With both cartridges inside the tube, I screwed down the cap, and gas started hissing somewhere. I’m used to hearing a brief rush of gas, then the solid sound of the seal doing its job, so this hissing threw me for a loop. I played with the pressure-relief valve knob — unscrewing it farther. The hissing continued, so I screwed in the cap several more turns (against great resistance), and it finally stopped. That was the longest period of gas release I’ve ever heard from a CO2 gun during filling; so after shooting it several times, I exhausted the remaining gas and tried again with 2 fresh CO2 cartridges.
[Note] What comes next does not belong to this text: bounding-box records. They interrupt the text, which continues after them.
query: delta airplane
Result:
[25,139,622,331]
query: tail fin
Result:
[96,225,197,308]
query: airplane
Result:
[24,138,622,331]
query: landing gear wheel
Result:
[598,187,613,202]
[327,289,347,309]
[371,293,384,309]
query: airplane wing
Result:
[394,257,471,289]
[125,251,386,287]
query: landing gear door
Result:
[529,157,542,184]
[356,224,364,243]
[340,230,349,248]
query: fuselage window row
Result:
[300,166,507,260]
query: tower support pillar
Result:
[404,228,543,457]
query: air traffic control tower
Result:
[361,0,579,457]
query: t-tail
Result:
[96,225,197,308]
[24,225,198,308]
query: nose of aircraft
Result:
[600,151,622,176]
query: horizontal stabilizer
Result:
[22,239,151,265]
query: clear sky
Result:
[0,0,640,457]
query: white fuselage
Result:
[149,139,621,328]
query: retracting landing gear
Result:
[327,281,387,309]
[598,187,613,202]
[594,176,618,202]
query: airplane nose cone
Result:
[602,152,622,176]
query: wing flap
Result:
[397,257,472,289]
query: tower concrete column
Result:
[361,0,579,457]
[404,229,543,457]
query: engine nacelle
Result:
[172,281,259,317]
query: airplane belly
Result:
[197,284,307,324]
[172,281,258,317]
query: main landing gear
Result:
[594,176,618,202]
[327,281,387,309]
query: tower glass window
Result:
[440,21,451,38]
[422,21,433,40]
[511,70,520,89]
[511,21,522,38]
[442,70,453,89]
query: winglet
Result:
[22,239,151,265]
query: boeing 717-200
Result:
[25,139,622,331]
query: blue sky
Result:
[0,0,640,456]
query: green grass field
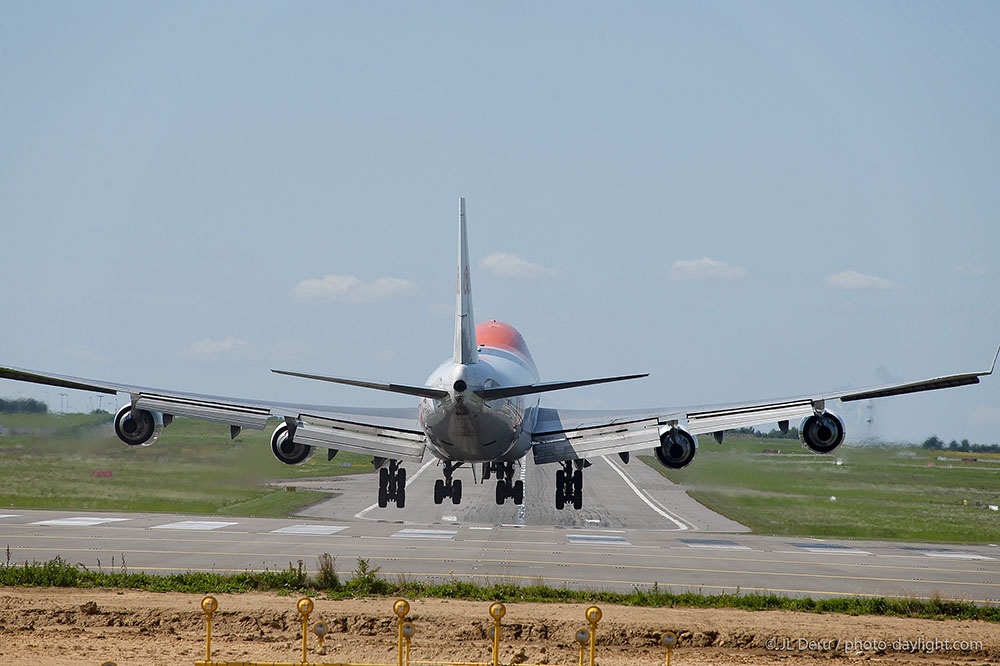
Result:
[641,438,1000,543]
[0,414,372,517]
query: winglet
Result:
[452,197,479,364]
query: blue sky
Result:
[0,2,1000,442]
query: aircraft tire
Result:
[497,479,509,506]
[573,469,583,510]
[556,469,566,511]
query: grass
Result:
[0,414,373,517]
[0,553,1000,622]
[640,438,1000,543]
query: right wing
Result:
[0,367,426,461]
[532,349,1000,464]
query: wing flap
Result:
[531,418,660,465]
[295,414,426,462]
[133,393,271,430]
[687,400,815,435]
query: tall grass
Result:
[0,554,1000,622]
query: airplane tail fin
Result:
[452,197,479,364]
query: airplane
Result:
[0,198,1000,510]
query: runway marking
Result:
[150,520,239,532]
[920,550,996,560]
[566,534,632,546]
[31,516,128,527]
[601,456,688,530]
[788,543,871,555]
[354,458,437,520]
[270,525,347,536]
[679,539,751,550]
[392,527,455,539]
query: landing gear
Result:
[378,460,406,509]
[556,460,583,511]
[434,461,462,504]
[483,462,524,506]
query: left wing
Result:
[0,367,426,461]
[532,349,1000,463]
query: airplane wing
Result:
[0,367,426,461]
[532,349,1000,464]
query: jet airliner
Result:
[0,198,1000,509]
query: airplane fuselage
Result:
[419,321,538,462]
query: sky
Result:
[0,0,1000,446]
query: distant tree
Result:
[0,398,49,414]
[920,435,944,451]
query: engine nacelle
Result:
[115,403,160,446]
[799,412,847,453]
[653,426,698,469]
[271,423,316,465]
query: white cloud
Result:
[479,252,559,278]
[180,335,253,358]
[826,271,899,289]
[292,275,417,303]
[972,405,1000,425]
[670,257,747,280]
[951,264,990,277]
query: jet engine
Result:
[799,412,846,453]
[654,426,698,469]
[115,403,161,446]
[271,423,316,465]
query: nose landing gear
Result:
[483,462,524,506]
[556,460,583,511]
[434,461,462,504]
[378,460,406,509]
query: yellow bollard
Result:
[313,622,330,654]
[490,601,507,666]
[586,606,601,666]
[201,596,219,661]
[392,599,410,666]
[295,597,313,664]
[660,631,677,666]
[576,629,590,666]
[403,622,417,666]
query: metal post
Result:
[576,629,590,666]
[201,597,219,661]
[392,599,410,666]
[490,601,507,666]
[586,606,601,666]
[660,631,677,666]
[296,597,313,664]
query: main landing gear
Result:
[378,460,406,509]
[556,460,583,511]
[483,462,524,506]
[434,460,462,504]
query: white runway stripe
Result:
[566,534,632,546]
[31,516,128,527]
[271,525,347,536]
[150,520,239,532]
[392,528,455,539]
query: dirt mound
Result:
[0,588,1000,666]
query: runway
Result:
[0,459,1000,603]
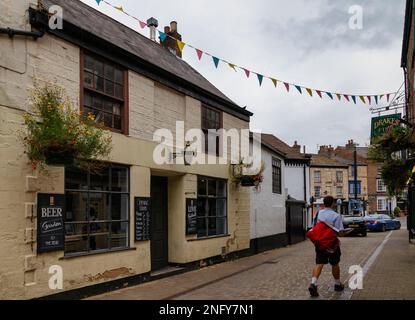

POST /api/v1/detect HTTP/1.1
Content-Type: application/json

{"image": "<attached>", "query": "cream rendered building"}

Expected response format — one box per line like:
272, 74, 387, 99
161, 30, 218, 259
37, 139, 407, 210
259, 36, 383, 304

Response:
0, 0, 252, 299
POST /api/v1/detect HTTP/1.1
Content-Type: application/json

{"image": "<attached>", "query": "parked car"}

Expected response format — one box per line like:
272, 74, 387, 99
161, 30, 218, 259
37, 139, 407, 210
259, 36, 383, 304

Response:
343, 216, 367, 237
364, 214, 401, 232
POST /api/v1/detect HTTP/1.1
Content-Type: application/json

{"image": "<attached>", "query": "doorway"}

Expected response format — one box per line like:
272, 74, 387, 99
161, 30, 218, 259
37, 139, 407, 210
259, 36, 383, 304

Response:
150, 176, 169, 271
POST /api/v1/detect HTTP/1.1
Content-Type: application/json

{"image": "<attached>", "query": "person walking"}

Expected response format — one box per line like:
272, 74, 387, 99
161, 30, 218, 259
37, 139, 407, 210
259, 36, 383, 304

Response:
308, 196, 344, 297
It happened the second time, too. Gas was exhausting for at least 30 seconds as I tried to tightly screw down the cap, but the cap got almost too tight to screw. This time, I knew the pressure-relief valve was closed; and I even opened and closed it during the procedure, just to make sure. I finally put my back into it and got the cap secured, but not before a lot of gas was lost.
I believe the problem is the o-ring on the cap is made of material that’s permeable to CO2 gas and swells rapidly in its presence. It swells enough when the gas is first released to make the cap difficult to screw in far enough to seal the chamber. We had problems like this with the old o-rings on CO2 guns years ago; but when the new non-porous o-ring material came to market, the problem stopped. This is something that needs to be looked at by the manufacturer. I will keep an eye on it as this test proceeds, and I’ll report my findings to you.
The box says to expect 750 f.p.s. with alloy (meaning lead-free) pellets and 700 f.p.s. with lead. I’ll try it with both, and I’ll try several lead pellets because this will be of interest to potential buyers. If it really gets that much velocity, this rifle could be used to eliminate small pests up to the size of small rats at close range.
Since I’ve shot the rifle already, I’ve heard the discharge sound. But I’m going to wait until the velocity test to report it. You can ask, but I won’t tell. Gotta save something for the later reports!
We don’t get a new CO2 rifle that often, so this one seems to hold a lot of promise. Velocity testing and a report on the report are next.